Keywords

1 Introduction

With the generalization of data outsourcing, more and more concerns raise about the privacy and the security of the outsourced data. In this context, machine learning methods have to be conceived and deployed by keeping in mind and assuring the user’s privacy.

In a privacy preserving data classification process, one has to be able to extract knowledge (e.g. in the case of a classifier, deduct the class label of an individual without compromising his private data) by assuring the protection of the sensitive data and, if possible, by hiding data access patterns from which useful properties could be inferred.

In this work we propose a privacy preserving classification algorithm based on functional encryption, in particular the inner product encryption. The performance of the classification algorithm is evaluated on the MNIST database [3].

An inner product encryption scheme is a functional encryption one that enables the evaluation of inner products. In those public encryption schemes vectors are encrypted and each secret key is associated with one vector. For example if \(c_v\) is an encryption of the vector v and \(sk_w\) is a secret key associated with the vector w, when one decrypts \(c_v\) with \(sk_w\) he gets \(\langle v,w\rangle \). Note that secret keys are generated with the master secret key by the authority.

In the use case we focus in the paper, there is an entity called server that has performed a training step of a linear classifier. Thus he has a set of linear classification coefficients and he wants to keep them secret. There are many users that have informations that they want to keep secret as well but they also want to release classification results to the server (for example for obtaining a service).
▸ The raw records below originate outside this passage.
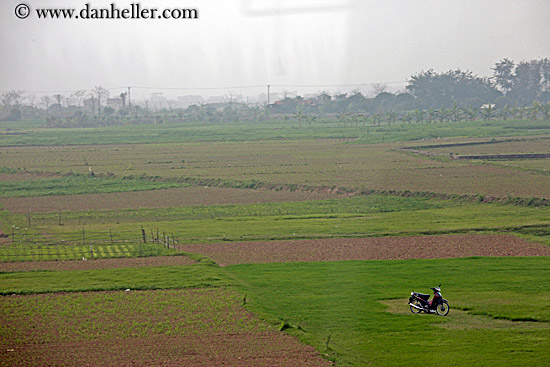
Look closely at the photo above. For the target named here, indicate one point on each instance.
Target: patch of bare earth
(185, 196)
(24, 176)
(203, 327)
(270, 349)
(378, 248)
(140, 262)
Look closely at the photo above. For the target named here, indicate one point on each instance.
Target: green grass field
(340, 306)
(356, 312)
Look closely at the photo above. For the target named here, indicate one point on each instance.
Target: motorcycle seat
(423, 296)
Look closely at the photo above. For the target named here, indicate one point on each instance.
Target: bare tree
(123, 97)
(78, 95)
(12, 98)
(31, 98)
(100, 92)
(46, 100)
(379, 88)
(93, 101)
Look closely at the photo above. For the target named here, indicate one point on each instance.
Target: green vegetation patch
(200, 275)
(73, 185)
(337, 307)
(330, 207)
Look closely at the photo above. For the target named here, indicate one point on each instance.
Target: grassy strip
(73, 185)
(355, 205)
(203, 274)
(463, 219)
(272, 129)
(336, 308)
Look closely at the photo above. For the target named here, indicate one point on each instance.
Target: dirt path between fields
(378, 248)
(140, 262)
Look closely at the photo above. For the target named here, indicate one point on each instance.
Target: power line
(218, 88)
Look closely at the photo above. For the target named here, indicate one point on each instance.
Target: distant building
(158, 101)
(189, 100)
(115, 103)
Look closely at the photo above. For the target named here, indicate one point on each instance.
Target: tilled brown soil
(379, 248)
(141, 262)
(269, 349)
(201, 327)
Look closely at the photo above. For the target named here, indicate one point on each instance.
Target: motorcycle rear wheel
(416, 303)
(442, 309)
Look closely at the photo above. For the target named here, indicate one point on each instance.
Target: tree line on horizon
(516, 91)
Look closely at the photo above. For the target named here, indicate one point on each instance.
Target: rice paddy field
(273, 244)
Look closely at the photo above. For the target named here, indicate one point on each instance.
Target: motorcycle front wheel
(442, 309)
(416, 303)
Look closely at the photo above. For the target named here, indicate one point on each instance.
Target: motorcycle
(420, 302)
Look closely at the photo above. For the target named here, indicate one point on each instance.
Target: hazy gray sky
(259, 42)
We introduce a third party that both of the server and the users can trust and we call it authority. His goal is in a first time to check that the server’s coefficients are not dishonest and in a second time, to generate an instance of an inner product encryption to perform the classification over the encrypted inputs.

2 Privacy Preserving Classification

A linear classification algorithm makes a decision on the membership of an input data object, based on a linear combination of its features (characteristics). For example, in an image classification algorithm the input object is an image and the features can be image pixels. In a binary classification, the decision is made as a function of a threshold overrun by the dot product between object features and linear classifier coefficients.
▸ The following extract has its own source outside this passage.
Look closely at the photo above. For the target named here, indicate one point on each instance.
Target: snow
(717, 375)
In this work we propose a privacy preserving data classification method. Input data is encrypted using an inner product encryption scheme. In the context of ML algorithms, the inner product encryption can be seen as a linear binary classifier. In order to perform a multi-class linear classification, we need to compute several inner products on the same input data. Usually, linear classifiers provide worse results when compared to other more elaborate classification methods. At the same time, only a linear classifier is able to provide a prediction for data encrypted using the inner product encryption.

In order to fill this gap we propose a combined classification method, in which a linear classifier is applied to encrypted data and is followed by a more complex classification algorithm (for example an ensemble method in our case but not limited to). For each piece of input encrypted data, several inner products are computed. These products are then used as input features for a second, more elaborate, classifier. In this way, we are able to perform classification of encrypted data with increased performance in terms of an evaluation metric (e.g. error rate).

3 Performance

We use our implementation (in C++ using FLINT library [2]) of the functional encryption for inner product scheme of Agrawal et al. [1] which provides full security under the DDH assumption. We work in a group \(\mathbb {F}_p^*\) such that p is a safe prime of approximatively 2048-bits.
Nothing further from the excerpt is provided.